Initialize First Column of DP Array:
```
for i in range(n + 1):
    dp[i][0] = True
```
This initializes the first column of the dp array to True. This is because a subset sum of 0 is always possible (by selecting no elements).
Fill the DP Table:
```
for i in range(1, n + 1):
    for j in range(1, subset_sum + 1):
        if j < nums[i - 1]:
            dp[i][j] = dp[i - 1][j]
        else:
            dp[i][j] = dp[i - 1][j] or dp[i - 1][j - nums[i - 1]]
```
This nested loop fills up the dp table. For each element nums[i-1] (considering 1-based indexing for clarity), and for each possible sum j:
- If j (the target sum) is less than nums[i-1], we can’t include this element, so we inherit the value from dp[i-1][j].
- Otherwise, we check if we can form the sum either by excluding (dp[i-1][j]) or including (dp[i-1][j - nums[i - 1]]) the current element.
Return the Result:
```
return dp[n][subset_sum]
```
Finally, the function returns the value of dp[n][subset_sum], which indicates whether it’s possible to achieve a subset sum of subset_sum using all elements of nums.

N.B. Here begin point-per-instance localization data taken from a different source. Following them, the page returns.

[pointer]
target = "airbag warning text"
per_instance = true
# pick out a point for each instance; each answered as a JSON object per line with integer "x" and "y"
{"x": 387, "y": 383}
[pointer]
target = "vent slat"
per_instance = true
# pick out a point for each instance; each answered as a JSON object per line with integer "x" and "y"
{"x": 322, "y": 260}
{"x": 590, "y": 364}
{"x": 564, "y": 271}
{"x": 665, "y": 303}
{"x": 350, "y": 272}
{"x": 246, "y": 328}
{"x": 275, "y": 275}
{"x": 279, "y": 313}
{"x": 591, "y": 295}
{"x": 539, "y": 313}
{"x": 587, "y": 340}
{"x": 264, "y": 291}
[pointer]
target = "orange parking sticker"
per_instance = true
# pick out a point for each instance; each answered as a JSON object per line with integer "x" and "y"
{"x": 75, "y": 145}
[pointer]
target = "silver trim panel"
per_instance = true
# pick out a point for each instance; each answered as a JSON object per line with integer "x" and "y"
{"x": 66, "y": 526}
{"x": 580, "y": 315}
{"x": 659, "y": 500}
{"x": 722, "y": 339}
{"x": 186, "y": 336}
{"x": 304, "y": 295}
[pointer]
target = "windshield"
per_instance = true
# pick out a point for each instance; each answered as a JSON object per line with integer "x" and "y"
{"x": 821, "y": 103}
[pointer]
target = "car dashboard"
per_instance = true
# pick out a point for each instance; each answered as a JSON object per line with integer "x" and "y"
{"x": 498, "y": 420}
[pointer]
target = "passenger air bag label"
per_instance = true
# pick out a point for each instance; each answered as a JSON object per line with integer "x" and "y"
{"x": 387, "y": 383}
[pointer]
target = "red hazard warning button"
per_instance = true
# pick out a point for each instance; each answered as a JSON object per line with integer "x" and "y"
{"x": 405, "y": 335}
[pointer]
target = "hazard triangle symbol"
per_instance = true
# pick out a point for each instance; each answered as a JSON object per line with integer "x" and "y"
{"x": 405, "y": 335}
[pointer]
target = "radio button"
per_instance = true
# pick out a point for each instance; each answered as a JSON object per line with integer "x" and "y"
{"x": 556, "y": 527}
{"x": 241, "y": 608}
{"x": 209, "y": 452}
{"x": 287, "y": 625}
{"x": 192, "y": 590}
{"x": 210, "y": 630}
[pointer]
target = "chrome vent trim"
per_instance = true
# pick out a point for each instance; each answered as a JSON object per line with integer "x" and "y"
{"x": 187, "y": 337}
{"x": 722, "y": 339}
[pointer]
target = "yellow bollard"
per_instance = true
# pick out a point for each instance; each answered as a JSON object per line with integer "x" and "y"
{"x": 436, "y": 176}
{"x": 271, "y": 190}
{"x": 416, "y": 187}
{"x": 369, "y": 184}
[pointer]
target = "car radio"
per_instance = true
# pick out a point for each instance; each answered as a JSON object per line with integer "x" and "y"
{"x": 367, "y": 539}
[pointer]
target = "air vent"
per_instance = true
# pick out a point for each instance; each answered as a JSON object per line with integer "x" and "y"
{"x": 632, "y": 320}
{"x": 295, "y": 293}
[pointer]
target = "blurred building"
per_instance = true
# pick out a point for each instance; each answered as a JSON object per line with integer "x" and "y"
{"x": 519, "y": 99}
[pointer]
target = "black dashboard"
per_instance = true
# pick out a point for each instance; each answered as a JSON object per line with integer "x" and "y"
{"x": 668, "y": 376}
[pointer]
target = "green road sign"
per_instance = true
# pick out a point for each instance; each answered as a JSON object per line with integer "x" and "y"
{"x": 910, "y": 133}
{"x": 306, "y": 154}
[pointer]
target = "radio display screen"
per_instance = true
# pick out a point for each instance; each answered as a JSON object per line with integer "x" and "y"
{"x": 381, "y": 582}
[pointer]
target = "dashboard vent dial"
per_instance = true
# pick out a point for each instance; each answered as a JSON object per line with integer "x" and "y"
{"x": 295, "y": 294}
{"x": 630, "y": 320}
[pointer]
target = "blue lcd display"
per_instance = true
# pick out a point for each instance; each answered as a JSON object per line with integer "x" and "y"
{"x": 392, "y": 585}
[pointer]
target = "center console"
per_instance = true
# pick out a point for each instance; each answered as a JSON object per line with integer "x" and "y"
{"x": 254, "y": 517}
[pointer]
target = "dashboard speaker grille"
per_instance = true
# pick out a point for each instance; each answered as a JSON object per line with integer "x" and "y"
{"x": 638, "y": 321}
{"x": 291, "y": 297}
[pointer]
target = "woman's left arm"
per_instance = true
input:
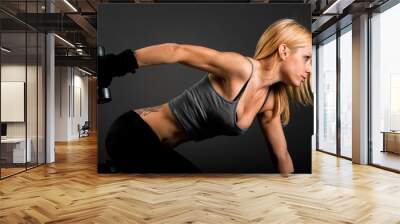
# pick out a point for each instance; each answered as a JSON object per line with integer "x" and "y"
{"x": 273, "y": 133}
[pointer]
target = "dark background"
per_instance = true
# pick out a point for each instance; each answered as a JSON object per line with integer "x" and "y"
{"x": 221, "y": 26}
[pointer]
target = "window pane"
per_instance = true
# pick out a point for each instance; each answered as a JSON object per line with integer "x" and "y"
{"x": 346, "y": 94}
{"x": 385, "y": 114}
{"x": 327, "y": 96}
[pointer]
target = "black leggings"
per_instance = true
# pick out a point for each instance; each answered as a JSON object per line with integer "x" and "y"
{"x": 134, "y": 147}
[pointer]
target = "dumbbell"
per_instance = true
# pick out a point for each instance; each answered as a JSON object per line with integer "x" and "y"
{"x": 109, "y": 66}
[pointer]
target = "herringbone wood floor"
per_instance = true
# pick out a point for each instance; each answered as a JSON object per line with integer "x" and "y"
{"x": 71, "y": 191}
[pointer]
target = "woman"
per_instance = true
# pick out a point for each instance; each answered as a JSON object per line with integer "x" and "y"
{"x": 225, "y": 102}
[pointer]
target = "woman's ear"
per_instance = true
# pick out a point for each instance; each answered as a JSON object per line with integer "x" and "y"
{"x": 283, "y": 51}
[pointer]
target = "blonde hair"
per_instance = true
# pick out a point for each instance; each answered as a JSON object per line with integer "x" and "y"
{"x": 294, "y": 35}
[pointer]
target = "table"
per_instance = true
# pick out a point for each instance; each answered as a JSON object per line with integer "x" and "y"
{"x": 17, "y": 150}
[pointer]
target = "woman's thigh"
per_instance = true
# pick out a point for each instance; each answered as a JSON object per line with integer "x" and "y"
{"x": 133, "y": 147}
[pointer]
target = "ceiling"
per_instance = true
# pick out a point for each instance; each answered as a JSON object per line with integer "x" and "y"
{"x": 75, "y": 21}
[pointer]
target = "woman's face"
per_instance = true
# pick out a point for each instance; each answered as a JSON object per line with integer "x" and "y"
{"x": 296, "y": 66}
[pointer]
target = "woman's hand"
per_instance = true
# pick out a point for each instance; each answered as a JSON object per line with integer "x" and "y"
{"x": 285, "y": 165}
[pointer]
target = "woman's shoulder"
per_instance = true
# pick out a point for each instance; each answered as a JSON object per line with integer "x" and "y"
{"x": 269, "y": 104}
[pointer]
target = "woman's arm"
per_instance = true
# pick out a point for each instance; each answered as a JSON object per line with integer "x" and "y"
{"x": 216, "y": 62}
{"x": 273, "y": 132}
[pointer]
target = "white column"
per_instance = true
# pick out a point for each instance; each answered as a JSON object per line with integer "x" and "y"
{"x": 360, "y": 90}
{"x": 50, "y": 93}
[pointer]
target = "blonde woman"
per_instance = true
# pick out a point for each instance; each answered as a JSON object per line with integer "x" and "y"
{"x": 236, "y": 90}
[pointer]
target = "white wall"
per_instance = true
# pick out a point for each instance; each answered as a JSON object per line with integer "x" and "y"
{"x": 70, "y": 84}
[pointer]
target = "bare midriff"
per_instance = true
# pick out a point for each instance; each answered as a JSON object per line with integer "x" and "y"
{"x": 163, "y": 123}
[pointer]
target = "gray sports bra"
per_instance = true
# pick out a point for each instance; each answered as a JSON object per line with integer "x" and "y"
{"x": 203, "y": 113}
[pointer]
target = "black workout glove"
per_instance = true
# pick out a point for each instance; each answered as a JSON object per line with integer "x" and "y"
{"x": 112, "y": 65}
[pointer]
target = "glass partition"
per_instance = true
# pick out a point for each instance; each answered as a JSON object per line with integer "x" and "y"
{"x": 385, "y": 89}
{"x": 327, "y": 95}
{"x": 346, "y": 92}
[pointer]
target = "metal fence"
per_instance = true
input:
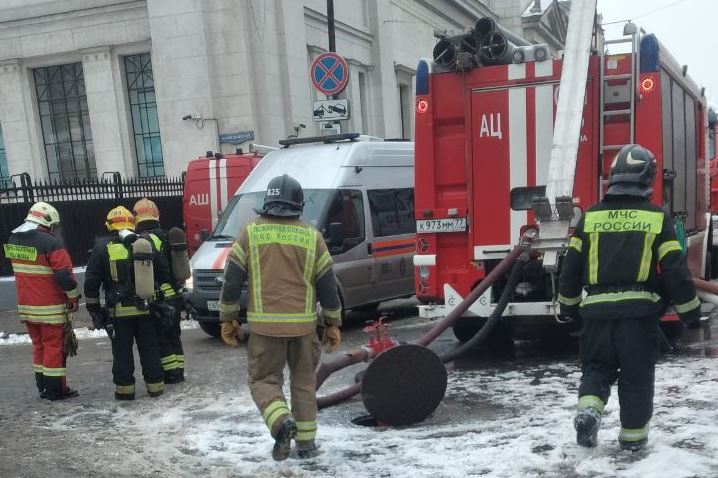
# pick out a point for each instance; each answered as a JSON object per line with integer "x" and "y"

Overall, the code uses a dynamic programming approach to efficiently solve a problem that might seem daunting if tackled with brute force methods. By breaking the problem into smaller subproblems and storing intermediate results, it achieves polynomial time complexity.

Time Complexity: #

O(n * sum/2), where n is the number of elements in nums and sum is the total sum of the array. This is due to the nested loop in the dynamic programming solution.

Space Complexity: #

O(n * sum/2), for the 2D dp array.

This problem is an excellent example of applying dynamic programming to partition problems, balancing computational efficiency with a straightforward approach.